With this change to half, the benchmarks with and without LTO are the same, and you can enjoy good compile times AND good performance! Wait, no, that's something else, or at least that PR didn't help.

Is the benchmark actually about loading an f32 image as f16? I expected it to measure a straightforward load.

Maybe we should rename this benchmark, as it seems to also convert the numbers :)

Are you interested in profiling f32 or in profiling f16?

There are files of both types in the repository, but most have a small number of pixels and therefore do not represent the common real world data. I don't know if there is a large f16 file right now.

You are welcome to add the benchmarks that you need, for example a benchmark that loads f32 values from an f32 file :)

The conversion is something that will happen in the real world, so we want it to be fast. I think I remember there are intrinsics for converting between f32 and f16, maybe they need to be activated with a flag in the half dependency?

Edit:

use-intrinsics - Use hardware intrinsics for f16 and bf16 conversions if available on the compiler host target. By default, without this feature, conversions are done only in software, which will be the fallback if the host target does not have hardware support. Available only on Rust nightly channel.

std - Enable features that depend on the Rust std library, including everything in the alloc feature. Enabling the std feature enables runtime CPU feature detection when the use-intrsincis feature is also enabled. Without this feature detection, intrinsics are only used when compiler host target supports them.
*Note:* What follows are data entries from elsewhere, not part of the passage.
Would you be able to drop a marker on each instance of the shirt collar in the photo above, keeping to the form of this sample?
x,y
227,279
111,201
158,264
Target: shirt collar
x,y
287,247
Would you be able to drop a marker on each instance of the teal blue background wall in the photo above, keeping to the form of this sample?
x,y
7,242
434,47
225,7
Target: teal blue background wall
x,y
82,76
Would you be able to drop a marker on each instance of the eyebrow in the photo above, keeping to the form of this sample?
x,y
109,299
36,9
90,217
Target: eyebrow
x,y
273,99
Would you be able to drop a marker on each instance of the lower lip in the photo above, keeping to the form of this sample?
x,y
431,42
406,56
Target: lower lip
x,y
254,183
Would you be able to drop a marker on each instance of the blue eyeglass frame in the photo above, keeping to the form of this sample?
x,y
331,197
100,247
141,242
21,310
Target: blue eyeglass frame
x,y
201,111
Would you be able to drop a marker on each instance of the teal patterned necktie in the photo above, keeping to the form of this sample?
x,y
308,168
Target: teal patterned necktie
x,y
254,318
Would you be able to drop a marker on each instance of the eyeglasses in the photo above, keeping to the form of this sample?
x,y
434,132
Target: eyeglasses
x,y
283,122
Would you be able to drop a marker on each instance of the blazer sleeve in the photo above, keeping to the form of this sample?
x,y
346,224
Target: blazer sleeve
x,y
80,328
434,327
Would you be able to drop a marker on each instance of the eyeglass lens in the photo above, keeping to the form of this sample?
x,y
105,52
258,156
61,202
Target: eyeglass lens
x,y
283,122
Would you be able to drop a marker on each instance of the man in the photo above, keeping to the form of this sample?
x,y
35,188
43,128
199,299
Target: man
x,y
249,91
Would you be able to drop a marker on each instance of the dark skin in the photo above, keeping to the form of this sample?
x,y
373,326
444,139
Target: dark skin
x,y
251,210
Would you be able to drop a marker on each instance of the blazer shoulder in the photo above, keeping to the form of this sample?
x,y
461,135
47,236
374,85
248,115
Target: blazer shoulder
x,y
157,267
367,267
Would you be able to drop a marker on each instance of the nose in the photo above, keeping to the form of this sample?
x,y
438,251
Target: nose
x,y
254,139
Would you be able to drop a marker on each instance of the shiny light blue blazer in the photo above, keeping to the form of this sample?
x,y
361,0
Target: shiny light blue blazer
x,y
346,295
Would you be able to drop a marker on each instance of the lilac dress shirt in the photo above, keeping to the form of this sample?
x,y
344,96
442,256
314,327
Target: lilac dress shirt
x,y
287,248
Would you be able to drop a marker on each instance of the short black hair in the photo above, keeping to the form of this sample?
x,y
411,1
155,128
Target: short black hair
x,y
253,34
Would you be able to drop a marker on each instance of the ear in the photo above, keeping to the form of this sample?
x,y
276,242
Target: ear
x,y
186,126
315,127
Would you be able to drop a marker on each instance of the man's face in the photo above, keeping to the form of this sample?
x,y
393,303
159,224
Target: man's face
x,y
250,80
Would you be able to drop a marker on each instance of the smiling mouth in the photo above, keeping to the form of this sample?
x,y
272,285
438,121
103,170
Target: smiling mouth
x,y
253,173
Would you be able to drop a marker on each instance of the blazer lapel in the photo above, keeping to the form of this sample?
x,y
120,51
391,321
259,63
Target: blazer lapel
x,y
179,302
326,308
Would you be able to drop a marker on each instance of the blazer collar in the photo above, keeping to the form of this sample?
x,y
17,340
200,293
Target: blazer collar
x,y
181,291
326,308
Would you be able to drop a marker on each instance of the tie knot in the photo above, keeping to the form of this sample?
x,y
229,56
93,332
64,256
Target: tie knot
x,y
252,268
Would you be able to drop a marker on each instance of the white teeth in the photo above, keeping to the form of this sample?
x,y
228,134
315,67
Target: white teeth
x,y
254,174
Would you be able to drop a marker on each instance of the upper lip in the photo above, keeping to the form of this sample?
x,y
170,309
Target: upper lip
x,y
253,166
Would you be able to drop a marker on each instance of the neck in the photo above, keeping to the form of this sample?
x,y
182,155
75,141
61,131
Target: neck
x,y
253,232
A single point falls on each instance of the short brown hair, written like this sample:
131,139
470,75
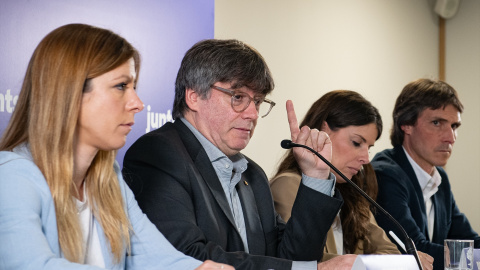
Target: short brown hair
417,96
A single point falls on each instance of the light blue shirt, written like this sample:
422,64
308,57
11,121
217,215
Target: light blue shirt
229,171
28,225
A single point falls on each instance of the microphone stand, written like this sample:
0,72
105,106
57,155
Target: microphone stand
409,245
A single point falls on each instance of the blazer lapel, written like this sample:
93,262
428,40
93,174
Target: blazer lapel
255,237
402,160
204,168
330,246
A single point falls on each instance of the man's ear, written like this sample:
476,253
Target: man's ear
407,129
192,98
326,128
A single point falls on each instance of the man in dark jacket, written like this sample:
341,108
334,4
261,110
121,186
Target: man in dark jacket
209,200
413,187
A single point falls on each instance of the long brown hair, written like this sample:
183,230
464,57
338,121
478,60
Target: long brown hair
46,117
340,109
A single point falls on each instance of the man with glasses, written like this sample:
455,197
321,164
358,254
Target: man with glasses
208,199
shouldn't it be possible for users to provide their own half dependency with that feature enabled?

Yes, I was surprised that a conversion is performed. It would be nice to rename the benchmark.

I think I remember there are intrinsics for converting between f32 and f16, maybe they need to be activated with a flag in the half dependency

There are two problems with this.

First, on x86 only very very recent CPUs have a native f16 type - according to Wikipedia, CPUs supporting that haven't even launched yet, but are coming in 11 days from now. that's for arithmetic, conversions are available since 2009. There are suitable intrinsics on ARM, but they're not supported by half or even the Rust standard library.

Second, those conversion intrinsics operate on a chunk of values - e.g. &[f32; 4] while exr crate calls conversion on individual f32 values, so even if the intrinsics were available, exr wouldn't be able to make effective use of them.

On the exr side the actionable part is switching from converting f32 to &[f32; 4]. But I don't think this will result in any immediate gains, at least without further modifications in half, ideas for which I'll take to the half issue tracker.

However, operating on images in the f16 pixel format is a terrible idea. CPUs do not implement f16 natively; even the ones with f16 intrinsics only ever operate on [f16; 8] to [f16; 32], never individual values. half explicitly calls out in documentation that CPUs do not implement f16 and any math on these values is done by converting them to f32 and back, which is very slow (even on CPUs with intrinsics, because those operate only on chunks).

The only use case is shipping them to a GPU and displaying them there, since GPUs generally do support f16 natively. So the relevant benchmark should be explicitly marked as an exotic use case.

I was wrong about intrinsics not being available, they have been available on x86_64 CPUs since 2009.

This issue is getting hard to follow, I'll close this and open another one with the actionable takeaways.